Aquel juego peligroso e increíble continuó. Al cuarto día, la muchacha pasó, acechando el momento en que no había nadie en la kapia, y preguntó en un susurro al soldado, encendido de amor, cuándo tendría su próxima guardia. Él le contestó que estaría nuevamente en la kapia a la hora del crepúsculo, coincidiendo con la cuarta oración de los musulmanes.

– Voy a llevar a mi abuela al centro de la ciudad para que pase allí la noche y volveré sola -murmuró la muchacha sin volver la cabeza, pero lanzándole una mirada de reojo.

Cada una de aquellas palabras corrientes produjeron en el joven una alegría secreta ante la idea de que iba a volver a verla.

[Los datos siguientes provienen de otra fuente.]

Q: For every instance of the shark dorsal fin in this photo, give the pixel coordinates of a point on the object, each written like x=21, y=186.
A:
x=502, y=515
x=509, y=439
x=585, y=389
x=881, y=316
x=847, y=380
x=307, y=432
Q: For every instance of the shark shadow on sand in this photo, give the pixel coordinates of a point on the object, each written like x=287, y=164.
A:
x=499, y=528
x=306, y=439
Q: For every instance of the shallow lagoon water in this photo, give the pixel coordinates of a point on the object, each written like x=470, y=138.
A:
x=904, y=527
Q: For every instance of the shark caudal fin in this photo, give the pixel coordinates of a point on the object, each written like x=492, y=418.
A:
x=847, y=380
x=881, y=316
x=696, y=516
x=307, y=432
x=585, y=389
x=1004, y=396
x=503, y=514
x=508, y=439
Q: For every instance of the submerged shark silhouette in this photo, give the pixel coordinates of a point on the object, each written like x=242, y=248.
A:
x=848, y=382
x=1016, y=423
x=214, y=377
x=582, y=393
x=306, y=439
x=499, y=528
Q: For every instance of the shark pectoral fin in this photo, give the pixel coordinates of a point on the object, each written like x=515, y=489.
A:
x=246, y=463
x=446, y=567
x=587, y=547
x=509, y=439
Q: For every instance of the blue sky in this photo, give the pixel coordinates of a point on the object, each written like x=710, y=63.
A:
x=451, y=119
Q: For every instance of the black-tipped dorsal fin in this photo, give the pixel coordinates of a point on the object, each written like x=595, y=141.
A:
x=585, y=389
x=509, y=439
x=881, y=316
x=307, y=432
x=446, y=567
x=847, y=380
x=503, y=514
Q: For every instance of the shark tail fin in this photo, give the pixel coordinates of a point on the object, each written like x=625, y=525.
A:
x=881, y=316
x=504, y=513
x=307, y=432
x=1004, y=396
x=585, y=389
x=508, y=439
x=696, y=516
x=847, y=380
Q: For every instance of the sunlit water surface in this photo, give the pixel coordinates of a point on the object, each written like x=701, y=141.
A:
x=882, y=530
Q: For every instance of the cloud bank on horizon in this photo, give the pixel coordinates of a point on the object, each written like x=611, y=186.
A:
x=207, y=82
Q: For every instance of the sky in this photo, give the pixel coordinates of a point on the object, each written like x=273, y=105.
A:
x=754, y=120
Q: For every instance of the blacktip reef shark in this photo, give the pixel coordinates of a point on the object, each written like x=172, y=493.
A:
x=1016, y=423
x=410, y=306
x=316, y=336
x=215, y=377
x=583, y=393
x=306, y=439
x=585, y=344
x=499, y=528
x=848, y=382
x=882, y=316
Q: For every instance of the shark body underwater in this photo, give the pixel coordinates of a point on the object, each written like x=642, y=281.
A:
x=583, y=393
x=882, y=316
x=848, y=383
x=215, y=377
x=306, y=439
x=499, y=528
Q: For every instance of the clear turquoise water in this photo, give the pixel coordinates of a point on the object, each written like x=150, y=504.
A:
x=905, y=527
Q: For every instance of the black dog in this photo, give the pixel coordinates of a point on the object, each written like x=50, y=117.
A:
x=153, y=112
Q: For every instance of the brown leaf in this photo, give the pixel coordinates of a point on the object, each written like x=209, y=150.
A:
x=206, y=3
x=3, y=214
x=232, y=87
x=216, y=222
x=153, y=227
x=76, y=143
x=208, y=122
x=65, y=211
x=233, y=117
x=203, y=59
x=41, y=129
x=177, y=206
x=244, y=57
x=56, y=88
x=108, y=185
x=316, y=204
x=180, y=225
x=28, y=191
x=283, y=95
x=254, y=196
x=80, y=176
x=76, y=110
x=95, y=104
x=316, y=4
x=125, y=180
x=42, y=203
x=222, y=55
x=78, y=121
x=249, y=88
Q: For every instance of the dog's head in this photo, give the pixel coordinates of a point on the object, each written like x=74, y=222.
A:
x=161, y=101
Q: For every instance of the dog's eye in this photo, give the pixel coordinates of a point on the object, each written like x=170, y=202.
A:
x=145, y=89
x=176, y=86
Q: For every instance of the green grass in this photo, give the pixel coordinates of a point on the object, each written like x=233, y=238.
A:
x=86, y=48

Seis horas más tarde, Feduna se encontraba en la kapia con su soñoliento compañero. Tras la lluvia, cayó un crepúsculo fresco que le pareció lleno de promesas. Los transeúntes eran cada vez más escasos. Entonces, por el camino procedente de Osoinitsa, apareció la muchacha turca, envuelta en su chal cuyos colores apagaba el crepúsculo. Al lado de ella, caminaba una anciana encorvada, cubierta por un velo espeso. Andaba casi a cuatro patas, apoyándose con la mano derecha en su bastón y con la izquierda en el brazo de la muchacha.

De esta guisa, pasaron junto a Feduna. La joven andaba despacio, adaptando su paso al de la anciana. Sus ojos, que se agrandaban con las sombras de las primeras tinieblas, los posó atrevida y abiertamente en los del muchacho; parecía que no pudiese vivir sin mirarlo. No más hubieron desaparecido en la ciudad, cuando un escalofrío recorrió el cuerpo del joven. Se puso a caminar con paso rápido de una terraza a otra, como si desease recobrar lo que había perdido. Con una emoción que se asemejaba al miedo, esperaba el regreso de la muchacha. Stevan dormitaba.